3D electroanatomical systems also allow assessment of the activation, shape, and magnitude of electrical potentials at a given location in the heart. Another function of these tools is the ability to create voltage maps of the heart.
– The voltage maps show us the voltages of the heart muscle tissue under the catheter-electrode at any given time. Throughout the procedure, we look for areas of reduced voltage as potentially being associated with arrhythmias. We also pay attention to any electrical diversity in the myocardium. The more fragmented or stretched the electrical potentials at a given site, the greater the chance we are dealing with the source of the arrhythmia. Precise identification and then neutralization of the arrhythmia source is critical because the procedure aims to damage precisely only areas responsible for abnormal conduction of impulses in the heart. If we performed applications in other points, they could become new arrhythmia sources – explains Doctor Farkowski.
Rare procedures
In a small percentage of patients, the source of arrhythmia is located not inside the heart (endocardium), where the blood flows, but on the other side of the heart muscle – the epicardium, the outer surface of the heart. In this case, doctors need to access the source of the arrhythmia from the epicardium to perform the ablation successfully. The so-called epicardial access is also preferred when the patient has a thrombus in the heart ventricle.
– Epicardial access begins with a puncture through the patient’s chest wall. The operator inserts a long needle and then an electrode near vital organs, such as liver, diaphragm, intestines, to reach the epicardial space. Finally, the electrode reaches the heart wall. Here the electrophysiologist must be careful with the delicate coronary vessels. For these reasons, the risk of complications in epicardial ablation is much higher than in endocardial ablation.

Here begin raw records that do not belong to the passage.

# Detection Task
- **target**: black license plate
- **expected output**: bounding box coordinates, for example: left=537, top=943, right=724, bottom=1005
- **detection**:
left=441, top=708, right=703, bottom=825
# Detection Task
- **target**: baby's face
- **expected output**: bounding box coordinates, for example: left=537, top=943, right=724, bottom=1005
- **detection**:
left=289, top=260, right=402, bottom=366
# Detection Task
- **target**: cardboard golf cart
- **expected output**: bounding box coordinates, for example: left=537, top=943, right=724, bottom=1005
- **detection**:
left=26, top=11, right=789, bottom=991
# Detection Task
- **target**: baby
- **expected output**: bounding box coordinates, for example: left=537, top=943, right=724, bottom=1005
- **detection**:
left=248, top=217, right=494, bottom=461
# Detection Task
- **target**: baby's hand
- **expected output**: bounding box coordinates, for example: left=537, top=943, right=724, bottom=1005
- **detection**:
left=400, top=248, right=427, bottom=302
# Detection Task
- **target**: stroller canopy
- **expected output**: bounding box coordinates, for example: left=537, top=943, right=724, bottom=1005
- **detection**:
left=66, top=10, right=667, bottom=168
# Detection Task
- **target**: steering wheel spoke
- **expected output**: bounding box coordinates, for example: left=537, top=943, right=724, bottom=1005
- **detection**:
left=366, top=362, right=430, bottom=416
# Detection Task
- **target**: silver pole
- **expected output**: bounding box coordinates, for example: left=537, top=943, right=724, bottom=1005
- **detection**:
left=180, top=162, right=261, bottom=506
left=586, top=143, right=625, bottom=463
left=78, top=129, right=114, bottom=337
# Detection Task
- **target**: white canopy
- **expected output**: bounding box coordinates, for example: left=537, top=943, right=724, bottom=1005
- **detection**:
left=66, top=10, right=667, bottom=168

I started to perform epicardial ablations after an almost year-long course and much training on simulators – says Doctor Maciąg.
To make the difficult procedure as effective as possible, electrophysiologists perform the ablation procedure using 3D maps of the heart cavities created by catheters for intracardiac and epicardial mapping. According to experts, modern catheters for “high-density” mapping are particularly useful here.
– The flat shape of the catheter itself, which we call a “fly swatter”, makes the electrode fit well in the pericardium and easy for the operator to use. Another advantage of this catheter is recording even several thousand mapping points from the pericardium (high density of recorded signals). The accuracy of a 3D map of heart cavities created based on much information is very high. It allows us to know precisely where we need to apply current to eliminate the arrhythmia effectively. In the most challenging cases, this can be critical to the effectiveness of the ablation procedure. The “high-density” mapping electrode is an example of an innovative solution that makes it possible to perform effective epicardial ablation, which would not have been possible a few years ago – explains Doctor Maciąg.
In centers with the highest referral level, where 300-500 arrhythmia ablation procedures are performed annually, epicardial ablations are performed several times a year. As confirmed by experts at the National Institute of Cardiology in Warsaw, the success rate of this procedure at leading electrophysiology centers is 60-80 percent and is comparable to endocardial ablations.